Looking for innovation in building materials and using existing research into passive building design, we identified a product called Hemcrete® developed by UK company; Lime Technology. The Lime Technology team brought onboard professional design and modeling from Emission Zero A&E and Emission Zero R&D, and a back-to-basics approach to a new storage facility was instigated. By using the thermal efficiency and hygroscopic performance of Hemcrete® (a low embodied energy material comprised of Lime and Hemp cast in prefabricated panels), the team produced a robust design for a 1000m2 three-story, 6-room facility to house collections of horse-drawn carriages, fine art works, wooden ship models and paper archives from the railway industry. This new facility was to be constructed within an existing unheated aircraft hangar that provided an additional layer of protection from the elements. These particular collections required stable humidity and temperatures to protect against damage, where conditions within the hangars broadly follow the external environment, the parameters for the design were set at 16-19⁰C and 45-55% RH +/- 5% mirroring existing guidance.
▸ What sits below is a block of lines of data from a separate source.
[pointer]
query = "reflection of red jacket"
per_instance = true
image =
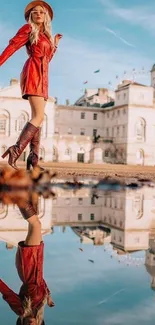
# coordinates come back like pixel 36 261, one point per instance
pixel 29 263
pixel 34 77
Hemcrete prefabricated panel showing the hemp / lime material in area 4

Hemcrete prefabricated panel showing the hemp / lime material in area 4

Traditionally mechanical & electrical air-conditioning is used to achieve these parameters; however it was believed that the active properties of Hemcrete® would be able to meet our needs with limited &E intervention. The characteristics of the Hemcrete® were modeled, and the building designed to create large internal surface areas within the structure so that the hemp could passively buffer humidity changes by absorbing or releasing moisture into/from the walls, controlled by heating and cooling though the air-source heat exchangers, while providing the required insulation to slow temperature changes. Pre-cast panels of Hemcrete® were hung within a steel frame and clad with fibreboard covered with wire mesh (as rodent protection) on the exterior. The internal finish was deliberately left in its raw state, using a permeable magnesium-silicate board, to enable the greatest possible opportunity to absorb/release moisture. A small air-handling system circulates cool nighttime air (or provides warm air if an increase in temp is needed) allows for energy-efficient management of the ambient environment. Electricity consumption was modeled at 28 kWh/m2/yr and is to be supplied by a PV array.

Finished building exterior showing the 6 ‘rooms’ and the loading docks

Finished building exterior showing the 6 ‘rooms’ and the loading docks

The results Humidity and temperature ranges remain within tolerance at approximately 53%RH and 15⁰C and this provides good conditions for the objects stored there. Electrical consumption is below expectations, with the consumption currently at 20,397.5kW against a predicted 21,000kW – this should continue to fall as conditions within the building stabilise. Combined with the solar array the building should be carbon neutral in electricity use.

The ships models remain in their transport bubbles providing an additional buffering layer

The ships models remain in their transport bubbles providing an additional buffering layer

By being creative with the design brief, straying outside conventional building products and using a small, knowledgeable, specialist team which designed the building based on sound engineering, the function of the building and the long term operational costs have been minimised. Ensuring that the internal project board had the right resources and the training required to understand performance characteristics of building materials ensured success. By championing new technology and working with architects and engineers we designed out the energy loads usually associated with this sector. The beneficial impacts on the Science Museum’s operations are significant, with reduced running costs and more stable environments for collections. The benefits to other museums within our sector could be significant. Museums are traditionally, and understandably, cautious in their approach to projects, taking on changes only when proven and well understood, but with increased pressures on budgets and resources new ways of working are needed to ensure the long term survival of collections. By taking the leap, championing good careful design and ensuring the aims are well understood by the project team from the outset a successful outcome is assured and can be replicated by others.